Creating the World’s Largest Real-Time Camera Network

Creating the World's Largest Real-Time Camera Network

Ryan Dailey, Ahmed S. Kaseb, Chandler Brown, Sam Jenkins, Sam Yellin, Fengjian Pan, Yung-Hsiang Lu; Purdue University; West Lafayette, Indiana, USA

Abstract

Millions of cameras are openly connected to the Internet for a variety of purposes. This paper takes advantage of this resource to gather visual data. This camera data could be used for a myriad of purposes by solving two problems. (i) The network camera image data needs context to solve real world problems. (ii) While contextual data is available, it is not centrally aggregated. The goal is to make it easy to leverage the vast amount of network cameras.

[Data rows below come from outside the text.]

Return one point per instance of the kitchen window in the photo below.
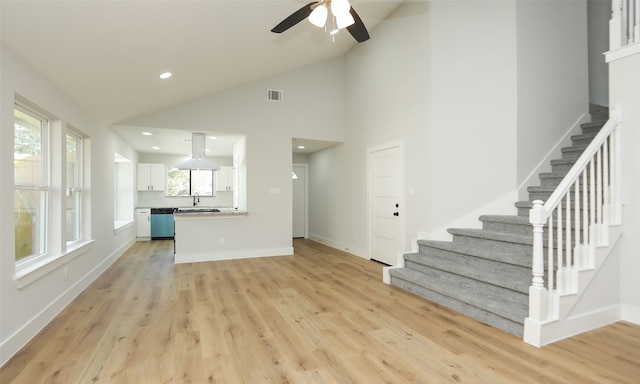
(187, 182)
(31, 183)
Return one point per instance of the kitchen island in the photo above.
(201, 234)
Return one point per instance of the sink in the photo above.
(197, 209)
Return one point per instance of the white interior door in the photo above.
(385, 225)
(299, 180)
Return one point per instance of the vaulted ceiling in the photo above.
(107, 55)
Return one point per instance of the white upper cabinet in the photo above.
(151, 177)
(224, 179)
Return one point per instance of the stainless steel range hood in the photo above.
(198, 159)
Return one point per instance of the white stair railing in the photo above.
(577, 216)
(624, 25)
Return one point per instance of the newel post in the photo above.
(617, 36)
(538, 295)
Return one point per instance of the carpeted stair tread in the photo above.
(514, 258)
(492, 235)
(509, 276)
(473, 293)
(486, 273)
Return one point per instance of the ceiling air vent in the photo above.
(274, 95)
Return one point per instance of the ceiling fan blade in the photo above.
(294, 18)
(357, 29)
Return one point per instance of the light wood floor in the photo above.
(320, 316)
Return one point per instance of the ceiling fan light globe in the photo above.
(340, 7)
(345, 20)
(318, 16)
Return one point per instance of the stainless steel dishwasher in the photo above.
(162, 226)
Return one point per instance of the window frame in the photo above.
(190, 182)
(76, 188)
(43, 186)
(53, 181)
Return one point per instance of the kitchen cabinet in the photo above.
(143, 222)
(151, 177)
(224, 179)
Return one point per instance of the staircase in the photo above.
(486, 273)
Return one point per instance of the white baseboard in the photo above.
(21, 337)
(198, 257)
(631, 314)
(557, 331)
(340, 246)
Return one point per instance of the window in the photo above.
(187, 182)
(31, 183)
(74, 187)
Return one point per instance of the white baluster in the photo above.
(636, 28)
(550, 256)
(577, 258)
(560, 252)
(616, 188)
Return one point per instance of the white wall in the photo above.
(26, 310)
(598, 12)
(440, 78)
(552, 77)
(313, 108)
(625, 92)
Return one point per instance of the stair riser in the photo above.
(522, 286)
(572, 154)
(516, 261)
(522, 230)
(514, 328)
(561, 167)
(496, 245)
(544, 195)
(516, 229)
(552, 181)
(591, 128)
(582, 141)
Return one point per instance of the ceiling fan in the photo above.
(342, 16)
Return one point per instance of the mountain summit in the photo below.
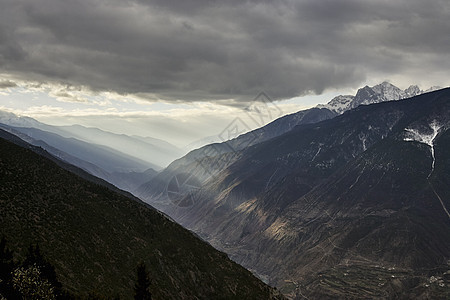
(382, 92)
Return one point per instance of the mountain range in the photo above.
(363, 194)
(348, 199)
(95, 235)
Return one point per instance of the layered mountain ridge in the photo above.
(95, 236)
(352, 194)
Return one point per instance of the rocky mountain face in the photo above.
(368, 95)
(95, 236)
(353, 206)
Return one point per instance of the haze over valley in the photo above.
(224, 150)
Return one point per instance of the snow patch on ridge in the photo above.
(428, 139)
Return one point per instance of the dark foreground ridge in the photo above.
(95, 237)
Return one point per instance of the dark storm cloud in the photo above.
(196, 50)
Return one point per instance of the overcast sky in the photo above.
(166, 56)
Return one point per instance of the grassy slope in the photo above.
(96, 237)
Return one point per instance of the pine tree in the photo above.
(34, 257)
(142, 286)
(7, 266)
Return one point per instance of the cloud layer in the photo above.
(202, 50)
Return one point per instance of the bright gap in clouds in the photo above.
(177, 123)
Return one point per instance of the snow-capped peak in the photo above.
(384, 91)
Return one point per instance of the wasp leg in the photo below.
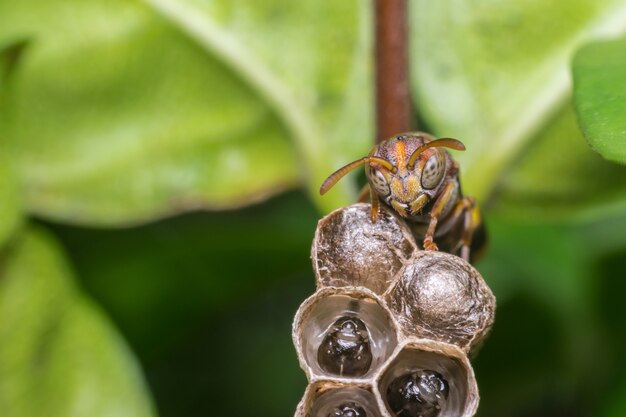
(364, 193)
(444, 198)
(467, 208)
(375, 205)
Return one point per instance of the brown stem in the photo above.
(393, 101)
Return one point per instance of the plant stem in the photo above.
(393, 102)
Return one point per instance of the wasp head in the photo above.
(406, 171)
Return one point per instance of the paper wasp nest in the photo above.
(390, 327)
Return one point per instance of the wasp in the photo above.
(413, 174)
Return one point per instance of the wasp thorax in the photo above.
(348, 410)
(345, 351)
(420, 393)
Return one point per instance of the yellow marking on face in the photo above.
(399, 208)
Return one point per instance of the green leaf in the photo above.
(128, 111)
(10, 201)
(560, 179)
(600, 96)
(59, 355)
(492, 73)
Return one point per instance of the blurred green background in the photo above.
(159, 161)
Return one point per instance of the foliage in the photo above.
(600, 95)
(115, 114)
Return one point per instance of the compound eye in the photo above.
(379, 182)
(433, 171)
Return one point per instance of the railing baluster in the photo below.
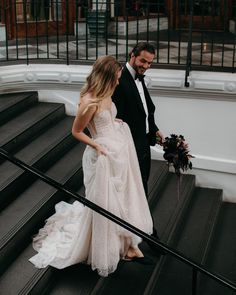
(194, 281)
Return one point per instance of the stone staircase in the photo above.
(198, 224)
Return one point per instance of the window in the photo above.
(38, 10)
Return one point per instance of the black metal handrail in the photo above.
(195, 266)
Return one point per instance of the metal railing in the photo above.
(196, 268)
(78, 31)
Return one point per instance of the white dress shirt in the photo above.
(141, 92)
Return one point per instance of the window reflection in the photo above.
(38, 10)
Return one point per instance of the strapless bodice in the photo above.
(103, 122)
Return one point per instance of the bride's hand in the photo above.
(101, 150)
(119, 120)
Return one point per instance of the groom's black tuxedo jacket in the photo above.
(130, 109)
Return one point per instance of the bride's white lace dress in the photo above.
(75, 233)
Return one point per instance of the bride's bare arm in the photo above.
(84, 116)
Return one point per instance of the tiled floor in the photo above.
(169, 52)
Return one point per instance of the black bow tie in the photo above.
(139, 76)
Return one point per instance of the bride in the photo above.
(76, 234)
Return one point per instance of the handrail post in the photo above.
(189, 52)
(194, 281)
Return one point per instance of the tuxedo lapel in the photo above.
(149, 102)
(133, 90)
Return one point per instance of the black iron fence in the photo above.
(188, 34)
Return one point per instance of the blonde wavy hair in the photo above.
(102, 80)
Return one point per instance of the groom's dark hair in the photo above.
(142, 46)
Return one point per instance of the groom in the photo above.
(135, 107)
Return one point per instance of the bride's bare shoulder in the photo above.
(88, 103)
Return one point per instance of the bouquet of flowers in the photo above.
(176, 153)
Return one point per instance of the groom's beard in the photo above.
(139, 69)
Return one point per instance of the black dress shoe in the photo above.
(157, 251)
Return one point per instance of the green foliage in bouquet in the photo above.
(176, 153)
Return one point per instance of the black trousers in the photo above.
(144, 159)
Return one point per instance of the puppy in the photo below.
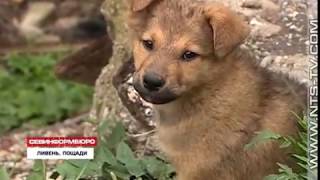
(210, 98)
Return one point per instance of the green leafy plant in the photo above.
(299, 146)
(115, 160)
(29, 92)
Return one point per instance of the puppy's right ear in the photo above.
(138, 5)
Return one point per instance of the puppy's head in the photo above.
(179, 45)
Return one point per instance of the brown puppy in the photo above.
(210, 98)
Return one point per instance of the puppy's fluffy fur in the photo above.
(221, 98)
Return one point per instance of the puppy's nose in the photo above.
(153, 82)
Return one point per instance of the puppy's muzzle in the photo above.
(152, 88)
(153, 82)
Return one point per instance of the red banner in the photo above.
(61, 141)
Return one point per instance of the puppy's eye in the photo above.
(189, 55)
(148, 44)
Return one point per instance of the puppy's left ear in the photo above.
(138, 5)
(229, 30)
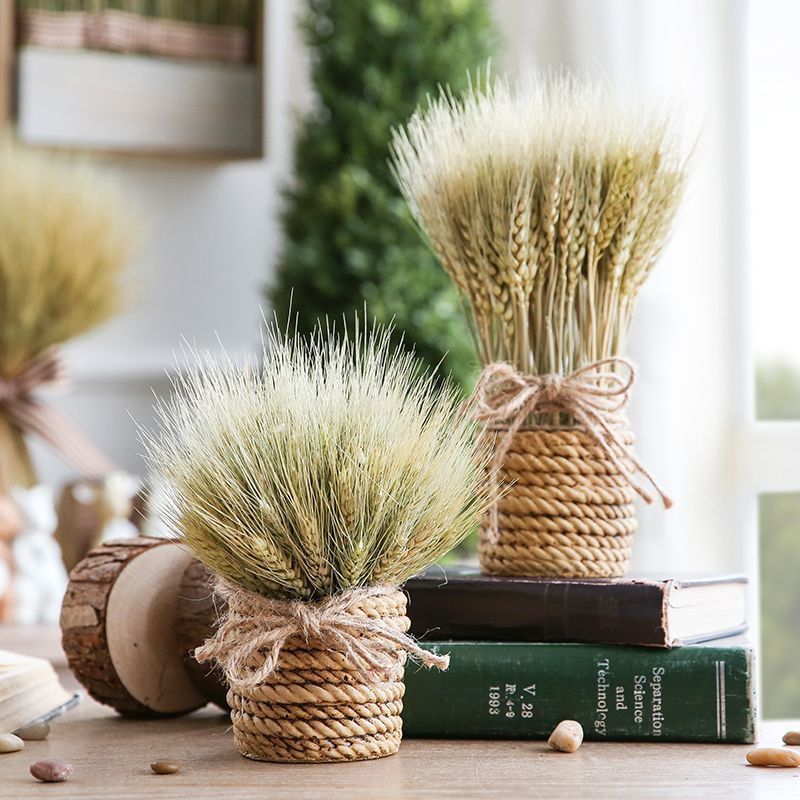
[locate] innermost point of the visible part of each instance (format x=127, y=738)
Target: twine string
x=596, y=395
x=18, y=404
x=255, y=624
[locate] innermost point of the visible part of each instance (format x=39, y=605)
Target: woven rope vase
x=565, y=510
x=314, y=707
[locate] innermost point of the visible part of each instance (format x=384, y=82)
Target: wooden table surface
x=111, y=757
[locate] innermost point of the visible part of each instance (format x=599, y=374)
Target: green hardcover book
x=501, y=690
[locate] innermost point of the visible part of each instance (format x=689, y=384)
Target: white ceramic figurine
x=40, y=579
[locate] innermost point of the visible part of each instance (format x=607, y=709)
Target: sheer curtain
x=693, y=401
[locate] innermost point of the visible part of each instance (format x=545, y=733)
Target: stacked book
x=630, y=659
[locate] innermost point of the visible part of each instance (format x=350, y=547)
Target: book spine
x=522, y=691
x=538, y=611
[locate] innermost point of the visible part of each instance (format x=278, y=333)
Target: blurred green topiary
x=349, y=238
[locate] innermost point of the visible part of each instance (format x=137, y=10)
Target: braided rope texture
x=313, y=708
x=565, y=510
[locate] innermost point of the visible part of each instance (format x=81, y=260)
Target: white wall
x=212, y=238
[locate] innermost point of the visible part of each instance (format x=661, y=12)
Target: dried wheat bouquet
x=65, y=236
x=548, y=205
x=313, y=487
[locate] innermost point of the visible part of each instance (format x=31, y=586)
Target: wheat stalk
x=65, y=236
x=562, y=198
x=333, y=466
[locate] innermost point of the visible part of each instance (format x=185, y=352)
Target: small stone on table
x=165, y=767
x=51, y=771
x=10, y=743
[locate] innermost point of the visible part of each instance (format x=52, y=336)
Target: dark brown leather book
x=463, y=605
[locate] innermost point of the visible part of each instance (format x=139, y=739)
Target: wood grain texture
x=198, y=612
x=111, y=607
x=111, y=756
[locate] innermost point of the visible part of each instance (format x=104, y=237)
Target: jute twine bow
x=30, y=415
x=254, y=624
x=595, y=395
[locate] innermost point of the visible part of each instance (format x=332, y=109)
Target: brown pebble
x=165, y=767
x=34, y=732
x=51, y=771
x=567, y=736
x=773, y=757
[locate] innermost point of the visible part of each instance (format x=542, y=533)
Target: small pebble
x=567, y=737
x=773, y=757
x=50, y=771
x=10, y=743
x=34, y=732
x=165, y=767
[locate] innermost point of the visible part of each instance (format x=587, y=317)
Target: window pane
x=779, y=518
x=774, y=128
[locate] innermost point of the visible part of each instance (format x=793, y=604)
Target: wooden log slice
x=198, y=615
x=118, y=625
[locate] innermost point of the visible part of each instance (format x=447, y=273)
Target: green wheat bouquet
x=312, y=487
x=65, y=236
x=548, y=206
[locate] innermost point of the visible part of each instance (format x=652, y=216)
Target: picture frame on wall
x=114, y=76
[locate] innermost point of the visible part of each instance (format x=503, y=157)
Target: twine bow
x=30, y=415
x=595, y=395
x=254, y=623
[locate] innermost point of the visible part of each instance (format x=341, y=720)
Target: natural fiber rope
x=539, y=532
x=316, y=680
x=564, y=496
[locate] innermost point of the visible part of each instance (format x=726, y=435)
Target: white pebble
x=10, y=743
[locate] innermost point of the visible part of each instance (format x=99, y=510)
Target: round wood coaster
x=198, y=614
x=118, y=625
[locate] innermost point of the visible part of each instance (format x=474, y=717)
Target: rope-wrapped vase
x=316, y=681
x=564, y=495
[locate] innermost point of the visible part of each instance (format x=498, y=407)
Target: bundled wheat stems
x=548, y=205
x=313, y=487
x=65, y=236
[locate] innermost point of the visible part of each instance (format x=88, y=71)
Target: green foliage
x=779, y=523
x=349, y=238
x=777, y=391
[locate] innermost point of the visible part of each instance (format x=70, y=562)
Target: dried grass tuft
x=332, y=466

The database allows users to aggregate camera data from over 119,000 network camera sources all across the globe in real time. This paper explains how to collect publicly available information from network cameras. The paper describes how to analyze websites to retrieve relevant information about the cameras and to calculate the refresh rates of the cameras.

Introduction

In recent years, the prices of electronic sensing devices have been falling rapidly. Among all sensing devices, image sensors (i.e., cameras) are special because the same sensors can capture a wide range of information. Cameras can be used to monitor traffic flow, view wildlife, detect intruders, or determine weather conditions. Millions of network cameras are connected to the Internet for a variety of purposes. Nearly two hundred million network cameras have been deployed [1]. The real-time visual data can be used in many applications, such as emergency responses. Some of these data streams are publicly available without password protection. As researchers gain the ability to collect large amounts of visual data about the world, the true potential of data-driven research is recognized. With the emergence of new machine-learning technologies [2?4], a wealth of previously untapped potential for large-scale visual data analysis has surfaced. In 2020, 75% of mobile traffic will be video [5] and 82% of IP traffic will be video [6]. Visual data is arguably the "biggest" of big data because one HD video camera can produce data orders of magnitude faster than text data. Computer vision is becoming one of the central data-analysis techniques driving big-data research. Visual data (image and video) is special because of the versatility and the rich information it provides. A single image may reveal many different types of information. For example, a family's vacation photograph also provides information about the weather. This paper uses "network cameras" for the cameras that are always connected to networks and have fixed locations; some network cameras may be PTZ (pan, tilt, and zoom). By this definition, network cameras do not include cameras in mobile phones.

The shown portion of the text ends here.